= Diego de Castilla =

Spanish cleric

Diego de Castilla (1510/15 – 1584) was a Spanish cleric who served as dean of Toledo Cathedral. He was a patron of the painter El Greco.

==Family==
Castilla inherited the position of dean of Toledo on the death of his father in 1545.
Castilla was of Jewish blood, and this became a major issue for him in 1547, when Juan Martínez Silíceo the archbishop of Toledo, passed a statute of cleanliness of blood, excluding from ecclesiastical office and benefices anyone with a trace of Jewish lineage over four generations.
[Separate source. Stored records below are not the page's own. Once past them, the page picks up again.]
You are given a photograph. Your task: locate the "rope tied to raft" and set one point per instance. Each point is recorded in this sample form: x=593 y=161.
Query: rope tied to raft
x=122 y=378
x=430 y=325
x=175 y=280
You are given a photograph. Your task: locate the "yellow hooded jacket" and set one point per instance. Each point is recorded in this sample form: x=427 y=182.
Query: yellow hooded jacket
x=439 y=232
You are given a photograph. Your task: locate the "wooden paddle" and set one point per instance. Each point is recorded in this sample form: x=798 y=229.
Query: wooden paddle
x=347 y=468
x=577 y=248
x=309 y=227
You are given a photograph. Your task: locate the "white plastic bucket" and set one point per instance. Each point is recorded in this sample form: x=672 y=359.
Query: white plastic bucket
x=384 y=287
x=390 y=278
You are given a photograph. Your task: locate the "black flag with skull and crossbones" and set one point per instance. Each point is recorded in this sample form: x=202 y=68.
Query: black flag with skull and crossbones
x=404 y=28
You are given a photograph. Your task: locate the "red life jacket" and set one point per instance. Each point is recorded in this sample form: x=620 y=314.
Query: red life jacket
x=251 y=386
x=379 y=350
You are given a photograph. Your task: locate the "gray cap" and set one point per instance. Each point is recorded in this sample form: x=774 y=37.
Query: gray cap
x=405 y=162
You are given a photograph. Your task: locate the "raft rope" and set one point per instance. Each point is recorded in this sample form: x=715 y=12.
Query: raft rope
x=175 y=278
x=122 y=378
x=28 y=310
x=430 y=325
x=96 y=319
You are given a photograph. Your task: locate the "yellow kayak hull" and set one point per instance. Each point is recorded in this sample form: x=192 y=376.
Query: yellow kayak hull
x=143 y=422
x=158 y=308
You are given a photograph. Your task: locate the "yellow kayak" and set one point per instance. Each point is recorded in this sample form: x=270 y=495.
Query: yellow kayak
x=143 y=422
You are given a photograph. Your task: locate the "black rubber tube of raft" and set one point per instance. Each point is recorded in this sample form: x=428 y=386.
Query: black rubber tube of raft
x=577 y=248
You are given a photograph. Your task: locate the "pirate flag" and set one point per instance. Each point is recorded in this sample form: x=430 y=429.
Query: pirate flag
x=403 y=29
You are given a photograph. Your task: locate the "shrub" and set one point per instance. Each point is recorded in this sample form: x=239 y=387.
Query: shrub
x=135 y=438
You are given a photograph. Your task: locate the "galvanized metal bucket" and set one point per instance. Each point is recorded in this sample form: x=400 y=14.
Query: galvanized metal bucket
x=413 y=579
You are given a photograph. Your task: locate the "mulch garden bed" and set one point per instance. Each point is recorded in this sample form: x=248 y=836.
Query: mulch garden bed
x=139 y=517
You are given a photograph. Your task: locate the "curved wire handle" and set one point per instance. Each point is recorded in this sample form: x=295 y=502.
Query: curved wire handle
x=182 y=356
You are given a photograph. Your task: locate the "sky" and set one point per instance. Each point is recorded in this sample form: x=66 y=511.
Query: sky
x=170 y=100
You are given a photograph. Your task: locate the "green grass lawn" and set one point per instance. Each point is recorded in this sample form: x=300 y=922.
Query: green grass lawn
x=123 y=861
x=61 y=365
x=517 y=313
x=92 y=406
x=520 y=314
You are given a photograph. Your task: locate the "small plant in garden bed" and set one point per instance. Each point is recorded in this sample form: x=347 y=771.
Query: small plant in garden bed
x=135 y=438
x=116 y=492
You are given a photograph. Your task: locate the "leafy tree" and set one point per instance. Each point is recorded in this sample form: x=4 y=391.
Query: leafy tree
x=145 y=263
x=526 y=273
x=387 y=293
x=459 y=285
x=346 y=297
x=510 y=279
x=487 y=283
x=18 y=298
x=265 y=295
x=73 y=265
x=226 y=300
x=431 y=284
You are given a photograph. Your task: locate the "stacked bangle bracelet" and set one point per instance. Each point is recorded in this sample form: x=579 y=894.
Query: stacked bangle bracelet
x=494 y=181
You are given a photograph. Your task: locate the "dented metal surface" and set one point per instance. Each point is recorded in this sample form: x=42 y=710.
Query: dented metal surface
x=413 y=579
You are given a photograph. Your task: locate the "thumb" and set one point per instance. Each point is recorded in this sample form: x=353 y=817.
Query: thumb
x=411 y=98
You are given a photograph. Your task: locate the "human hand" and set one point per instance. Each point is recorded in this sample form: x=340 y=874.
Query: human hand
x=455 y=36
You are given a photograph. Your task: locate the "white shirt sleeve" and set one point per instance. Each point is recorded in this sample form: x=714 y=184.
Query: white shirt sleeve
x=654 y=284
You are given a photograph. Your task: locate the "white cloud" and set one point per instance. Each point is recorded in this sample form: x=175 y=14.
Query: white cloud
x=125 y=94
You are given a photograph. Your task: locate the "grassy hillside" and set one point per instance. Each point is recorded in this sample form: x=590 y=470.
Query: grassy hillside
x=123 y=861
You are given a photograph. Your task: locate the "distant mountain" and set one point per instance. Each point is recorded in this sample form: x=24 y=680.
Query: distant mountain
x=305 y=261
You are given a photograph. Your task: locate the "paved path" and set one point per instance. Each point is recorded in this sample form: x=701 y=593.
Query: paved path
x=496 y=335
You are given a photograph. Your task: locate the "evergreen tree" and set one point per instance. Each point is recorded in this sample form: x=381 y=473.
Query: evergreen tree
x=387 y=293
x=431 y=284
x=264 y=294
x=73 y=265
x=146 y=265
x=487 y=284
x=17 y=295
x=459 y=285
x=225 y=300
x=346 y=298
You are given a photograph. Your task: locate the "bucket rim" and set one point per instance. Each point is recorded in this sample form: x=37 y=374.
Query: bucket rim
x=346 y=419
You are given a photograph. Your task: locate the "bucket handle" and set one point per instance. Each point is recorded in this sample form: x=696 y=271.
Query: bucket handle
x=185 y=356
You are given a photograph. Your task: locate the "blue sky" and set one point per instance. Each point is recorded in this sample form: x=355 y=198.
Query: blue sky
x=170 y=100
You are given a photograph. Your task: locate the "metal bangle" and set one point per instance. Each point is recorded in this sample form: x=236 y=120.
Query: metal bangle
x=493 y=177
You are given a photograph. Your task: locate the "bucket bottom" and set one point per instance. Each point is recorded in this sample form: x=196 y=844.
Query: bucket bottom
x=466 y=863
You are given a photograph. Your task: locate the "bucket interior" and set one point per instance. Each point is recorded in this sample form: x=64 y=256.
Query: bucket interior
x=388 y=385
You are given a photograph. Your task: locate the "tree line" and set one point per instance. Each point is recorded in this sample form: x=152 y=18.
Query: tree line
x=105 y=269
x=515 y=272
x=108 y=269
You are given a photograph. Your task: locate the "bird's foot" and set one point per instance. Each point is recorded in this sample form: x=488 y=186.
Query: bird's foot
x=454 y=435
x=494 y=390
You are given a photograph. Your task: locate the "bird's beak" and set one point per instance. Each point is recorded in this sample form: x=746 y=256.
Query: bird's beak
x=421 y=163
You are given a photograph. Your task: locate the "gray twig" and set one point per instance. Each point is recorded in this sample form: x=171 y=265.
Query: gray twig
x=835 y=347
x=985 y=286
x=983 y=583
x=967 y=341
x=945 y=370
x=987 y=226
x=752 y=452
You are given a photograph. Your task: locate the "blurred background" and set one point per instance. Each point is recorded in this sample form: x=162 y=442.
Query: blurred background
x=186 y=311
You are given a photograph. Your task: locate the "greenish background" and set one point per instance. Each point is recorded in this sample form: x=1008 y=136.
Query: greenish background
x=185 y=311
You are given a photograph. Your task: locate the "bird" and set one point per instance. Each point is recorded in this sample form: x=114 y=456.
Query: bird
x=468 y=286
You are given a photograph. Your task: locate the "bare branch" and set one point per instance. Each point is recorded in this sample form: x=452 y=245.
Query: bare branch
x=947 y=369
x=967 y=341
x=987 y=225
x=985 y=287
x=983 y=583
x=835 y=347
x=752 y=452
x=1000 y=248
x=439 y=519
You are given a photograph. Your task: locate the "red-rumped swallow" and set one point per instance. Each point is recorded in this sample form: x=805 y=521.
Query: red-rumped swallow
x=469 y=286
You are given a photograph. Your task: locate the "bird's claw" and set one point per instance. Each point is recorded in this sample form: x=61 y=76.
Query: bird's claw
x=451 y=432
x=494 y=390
Therefore, Castilla developed an obsession for genealogy, working tirelessly to prove his family's links to Spain's medieval kings.

==Patron of the arts==
On 2 July 1577, El Greco was formally engaged by Diego de Castilla to paint three altarpieces for the church of a Cistercian convent, the Monastery of Santo Domingo el Antiguo in Toledo. The main altarpiece included images of the Assumption of the Virgin and The Trinity, subjects of central theological importance. Mark Irving regards these commissions as "a public declaration that he, a leading national figure in the battle against the Protestant heresy, could be trusted to support the theological argument of the Catholic church".

El Greco also undertook the renowned El Espolio as a commission from Castilla.